What My Marriage Means to Me

I want my epitaph to say: “He Loved Well”; not just “He Meant well”

I want to listen closely enough to my partner to be sure that I know what she needs from me, and not just rely on what I think she needs (which might be based more on my needs and feelings than on hers).

I want my partner to tell me how my aim to love and support her feels to her  – because I know now that my good intentions are of no value unless they are experienced by her as loving and supportive.

I want to learn more about what my partner’s world is like for her  – and not just rely on my own view of things, or be arrogant enough to think that I know what is best for her, or even for myself. And accept the reality that truly getting to know each other (and ourselves) will take patience, time and commitment. But the reward will be a richer and more connected life together.

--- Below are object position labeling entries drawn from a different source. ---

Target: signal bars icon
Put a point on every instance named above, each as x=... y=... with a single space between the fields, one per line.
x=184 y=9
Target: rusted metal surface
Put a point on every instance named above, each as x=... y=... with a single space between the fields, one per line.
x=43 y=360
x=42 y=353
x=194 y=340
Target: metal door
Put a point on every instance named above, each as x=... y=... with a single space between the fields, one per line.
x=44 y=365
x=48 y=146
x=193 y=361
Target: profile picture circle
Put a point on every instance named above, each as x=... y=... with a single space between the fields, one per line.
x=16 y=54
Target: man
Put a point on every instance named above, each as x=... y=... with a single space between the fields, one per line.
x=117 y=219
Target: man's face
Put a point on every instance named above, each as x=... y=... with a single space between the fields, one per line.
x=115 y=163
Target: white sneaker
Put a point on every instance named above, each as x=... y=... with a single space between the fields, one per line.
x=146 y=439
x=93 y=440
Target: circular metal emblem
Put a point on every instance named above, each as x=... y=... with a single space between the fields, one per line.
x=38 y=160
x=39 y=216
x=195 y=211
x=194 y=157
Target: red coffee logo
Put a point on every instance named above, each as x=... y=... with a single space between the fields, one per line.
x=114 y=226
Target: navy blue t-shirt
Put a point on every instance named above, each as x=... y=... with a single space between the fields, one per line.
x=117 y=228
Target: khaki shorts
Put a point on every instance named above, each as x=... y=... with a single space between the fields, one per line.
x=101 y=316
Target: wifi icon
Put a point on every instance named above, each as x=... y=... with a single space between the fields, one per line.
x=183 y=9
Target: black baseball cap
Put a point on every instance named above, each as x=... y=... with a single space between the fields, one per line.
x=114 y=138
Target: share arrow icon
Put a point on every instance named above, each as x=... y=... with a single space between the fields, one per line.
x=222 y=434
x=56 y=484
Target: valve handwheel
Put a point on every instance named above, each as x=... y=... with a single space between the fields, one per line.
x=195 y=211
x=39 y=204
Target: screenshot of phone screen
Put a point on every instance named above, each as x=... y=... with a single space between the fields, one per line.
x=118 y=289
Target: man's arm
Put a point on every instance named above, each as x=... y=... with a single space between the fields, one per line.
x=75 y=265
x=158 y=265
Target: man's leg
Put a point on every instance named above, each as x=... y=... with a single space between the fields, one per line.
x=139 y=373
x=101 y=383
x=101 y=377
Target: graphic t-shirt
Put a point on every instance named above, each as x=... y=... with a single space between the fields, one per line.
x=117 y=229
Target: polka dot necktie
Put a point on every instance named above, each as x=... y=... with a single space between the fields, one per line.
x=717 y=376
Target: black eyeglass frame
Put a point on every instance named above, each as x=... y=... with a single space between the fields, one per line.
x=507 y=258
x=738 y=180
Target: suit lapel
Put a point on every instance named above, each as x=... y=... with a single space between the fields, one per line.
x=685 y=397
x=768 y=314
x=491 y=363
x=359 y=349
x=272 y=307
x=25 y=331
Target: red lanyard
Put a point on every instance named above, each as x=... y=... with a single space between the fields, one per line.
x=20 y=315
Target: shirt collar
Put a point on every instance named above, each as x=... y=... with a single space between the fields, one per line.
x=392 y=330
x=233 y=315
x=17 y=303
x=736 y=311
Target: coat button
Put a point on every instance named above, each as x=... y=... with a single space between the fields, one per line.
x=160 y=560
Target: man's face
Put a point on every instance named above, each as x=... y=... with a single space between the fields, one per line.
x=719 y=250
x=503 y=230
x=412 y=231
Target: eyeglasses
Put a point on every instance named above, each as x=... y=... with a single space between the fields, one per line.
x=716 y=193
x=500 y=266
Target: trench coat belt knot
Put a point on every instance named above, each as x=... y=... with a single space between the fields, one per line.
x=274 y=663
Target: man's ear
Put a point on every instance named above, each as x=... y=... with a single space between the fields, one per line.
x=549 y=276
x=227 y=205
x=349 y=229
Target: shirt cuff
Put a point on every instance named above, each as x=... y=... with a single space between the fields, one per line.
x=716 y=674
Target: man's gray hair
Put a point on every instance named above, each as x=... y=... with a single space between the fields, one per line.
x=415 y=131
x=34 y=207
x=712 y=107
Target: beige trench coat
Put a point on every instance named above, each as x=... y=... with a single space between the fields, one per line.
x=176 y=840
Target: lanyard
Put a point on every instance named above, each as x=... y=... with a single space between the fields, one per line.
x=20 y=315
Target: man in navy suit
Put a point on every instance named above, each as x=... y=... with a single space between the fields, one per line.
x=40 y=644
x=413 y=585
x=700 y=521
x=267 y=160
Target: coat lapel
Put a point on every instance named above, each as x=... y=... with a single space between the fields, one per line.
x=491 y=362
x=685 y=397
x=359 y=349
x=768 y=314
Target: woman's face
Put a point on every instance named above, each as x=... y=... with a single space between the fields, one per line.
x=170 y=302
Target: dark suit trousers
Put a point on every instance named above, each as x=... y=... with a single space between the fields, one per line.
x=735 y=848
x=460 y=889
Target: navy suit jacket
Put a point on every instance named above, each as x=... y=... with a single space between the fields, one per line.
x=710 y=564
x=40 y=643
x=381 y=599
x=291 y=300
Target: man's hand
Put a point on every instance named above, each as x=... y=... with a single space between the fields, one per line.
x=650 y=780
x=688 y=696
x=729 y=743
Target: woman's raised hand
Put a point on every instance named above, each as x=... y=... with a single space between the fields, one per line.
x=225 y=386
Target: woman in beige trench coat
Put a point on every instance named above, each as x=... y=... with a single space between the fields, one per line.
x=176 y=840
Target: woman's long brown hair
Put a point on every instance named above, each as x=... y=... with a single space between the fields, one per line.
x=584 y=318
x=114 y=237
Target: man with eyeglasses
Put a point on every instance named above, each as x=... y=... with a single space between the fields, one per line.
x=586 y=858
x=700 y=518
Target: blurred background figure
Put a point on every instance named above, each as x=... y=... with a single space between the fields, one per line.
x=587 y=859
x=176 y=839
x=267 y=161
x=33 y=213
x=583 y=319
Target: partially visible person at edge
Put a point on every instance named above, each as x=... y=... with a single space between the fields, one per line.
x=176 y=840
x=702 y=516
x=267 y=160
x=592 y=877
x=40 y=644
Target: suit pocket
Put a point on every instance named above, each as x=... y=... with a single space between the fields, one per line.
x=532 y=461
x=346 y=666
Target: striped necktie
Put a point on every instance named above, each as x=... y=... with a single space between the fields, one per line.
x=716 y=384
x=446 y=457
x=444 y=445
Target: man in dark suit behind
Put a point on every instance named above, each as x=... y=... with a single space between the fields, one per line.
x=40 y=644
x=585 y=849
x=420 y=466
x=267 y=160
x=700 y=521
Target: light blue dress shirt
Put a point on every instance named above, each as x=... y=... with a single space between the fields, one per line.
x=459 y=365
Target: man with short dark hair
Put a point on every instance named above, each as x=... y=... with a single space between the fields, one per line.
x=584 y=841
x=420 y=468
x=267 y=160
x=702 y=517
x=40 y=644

I want to be honest enough with myself to see what my deep motivations and needs are – especially the ones that may not be as pure and saintly, or as confident and manly, as the version of myself that I prefer, and want the world to see –  so that I can own up to and share them with my partner.

I want us both to feel safe and respected enough to be able to laugh at our own illusions and inconsistencies and be patient and kind with our weaknesses and selfishness so that we don’t feel too ashamed of them to be fully open with each other.

For all of this to happen, we must promise to always share and listen when anything either of us says or does feels in any way ‘off’ – and to hear about that without defensiveness or fear so that we can both learn to know our true selves in all their complications – as well as our deeper selves in their simplicity. And take the risk of being known and loved for who we really are, not just for the person we’d like to be.

Most importantly, we won’t bury feelings out of a fear of causing upset or ‘rocking the boat’ – because they would end up damaging the foundation of our trust and connectedness. Shared feelings- – however hard they might be to share – will always be an opportunity for getting closer.

This way we can feel sure enough of ourselves, and of each other, to hear any anger or criticism from without fear or defensiveness – as a signal either that we have been thoughtless (which we can learn from and change) or have been misinterpreted and can clarify any misunderstanding. And this will also raise our awareness of the need to heal any pain in ourselves that is a block to loving fully and openly.

This, along with the simple pleasure of being in each other’s company, vertically and horizontally, is the foundation of what I always wanted from being married – and because we both seem to want the same things from our relationship, I know I am especially blessed and happy at the age of 68 to have made my partner my wife six months ago.